Apakah organ orang lain membuatnya penyakitan? Nyatanya sampai sekarang ia baik-baik saja. Daya ingat bapak empat anak itu juga masih tajam ketika mengisahkan kembali proses cangkok jantung yang dialaminya.
Semuanya diawali ketika dokter memberitahukan bahwa katup aorta jantungnya bocor. Haditono yang punya latar belakang sebagai dokter pendamping atlet nasional ini menuturkan, penyebab kebocoran itu adalah kuman yang berasal dari gigi berlubang yang tak ditambal. Kuman ini berkembang biak dan menyebar lewat sirkulasi darah, lantas hinggap di katup-katup jantung dan merusaknya.
Otot jantung kirinya membesar lantaran darah bersih yang sudah dipompa dari bilik kiri jantung ke aorta membalik lagi ke jantung. Akibatnya otot jantung kirinya harus bekerja keras dan menjadi besar. Katup itu kemudian diganti melalui operasi pada 25 Maret 1980, di Corfton Clinic, London. Tapi ternyata kebocoran jantungnya membesar lagi. Akhirnya tim dokter memutuskan satu-satunya jalan untuk sembuh adalah dengan cangkok jantung.
Operasi cangkok pun dilaksanakan di Stanford University Hospital, San Francisco. Dalam waktu operasi 4 jam 30 menit, Haditono mendapat jantung baru. Entah ada entah tidak ada hubungannya dengan jantung donor yang masih muda itu, yang jelas setelah dipasangi jantung baru, Haditono juga merasa lebih fit.
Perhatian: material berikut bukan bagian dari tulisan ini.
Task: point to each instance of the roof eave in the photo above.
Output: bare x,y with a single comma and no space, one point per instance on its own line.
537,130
Tentu saja setelah pencangkokan itu ia harus menjaga kesehatan tubuhnya dengan obat dan makanan sehat tak berlemak.
Sampai enam tahun kemudian boleh dibilang tidak ada keluhan serius. Cuma, pada tahun pertama sehabis operasi, tiga bulan sekali ia harus ke Amerika untuk diperiksa. "Sekarang cukup setahun sekali," kata Haditono.